The hand on my lap looks like one of those baby teething rings, all chewed up and useless. I know that I probably shouldn’t stare at it but it’s just now sinking in. The fingers are intact, but just barely. Droopy ate the better part of my pinky flesh, and most of my palm, so some of the bone is exposed, making me look like an obsolete Terminator. But, this isn’t fake skin over metal machinery, this is my hand. My fucking hand. I don’t even know if it can be fixed. It’s not twitching or moving around like that butler from The Addams Family or anything. Was the hand the butler? No, that was Lurch. Why was there a hand running around their mansion, anyway?

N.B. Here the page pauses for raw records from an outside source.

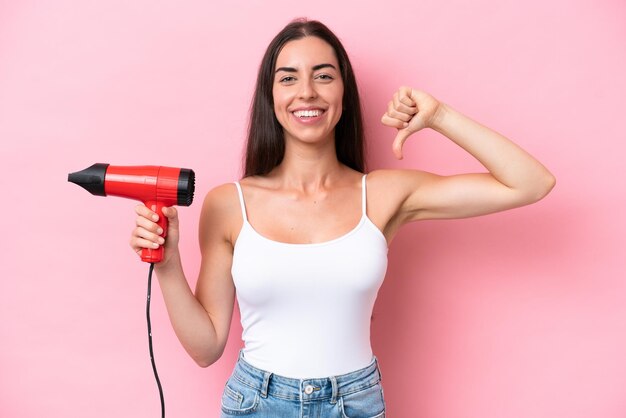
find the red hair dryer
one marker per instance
(153, 185)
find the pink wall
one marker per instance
(521, 314)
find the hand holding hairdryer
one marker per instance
(156, 186)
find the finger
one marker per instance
(405, 96)
(403, 104)
(398, 143)
(142, 233)
(393, 122)
(404, 113)
(170, 212)
(140, 243)
(144, 211)
(148, 225)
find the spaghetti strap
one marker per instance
(241, 202)
(364, 194)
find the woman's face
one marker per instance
(308, 90)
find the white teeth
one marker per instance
(307, 113)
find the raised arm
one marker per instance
(514, 177)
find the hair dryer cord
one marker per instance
(156, 375)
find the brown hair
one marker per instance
(265, 146)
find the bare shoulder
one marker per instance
(221, 213)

“Stop worrying about your hand,” Terry says. “I can fix it.” He holds up his left arm, and the sleeve of his lab coat falls enough for me to see a bracelet of staples and stitches holding his wrist in place. “I’ve been doing this for a while.”
He turns the windshield wipers on and I watch the smeared blood paint circles across the glass, giving Tony Robbins red blood-shot eyes. Everything is tinted the wrong kind of rosy, but I’d rather look out a blurry window than down at my lap.
“You can’t just go around biting people,” Terry says. “There are rules.”
“Rules?” I laugh.
“Yes,” he says. “And rule number one is don’t ever do what you just did. I can add it to the book, but I kind of thought not murdering human beings was standard procedure.”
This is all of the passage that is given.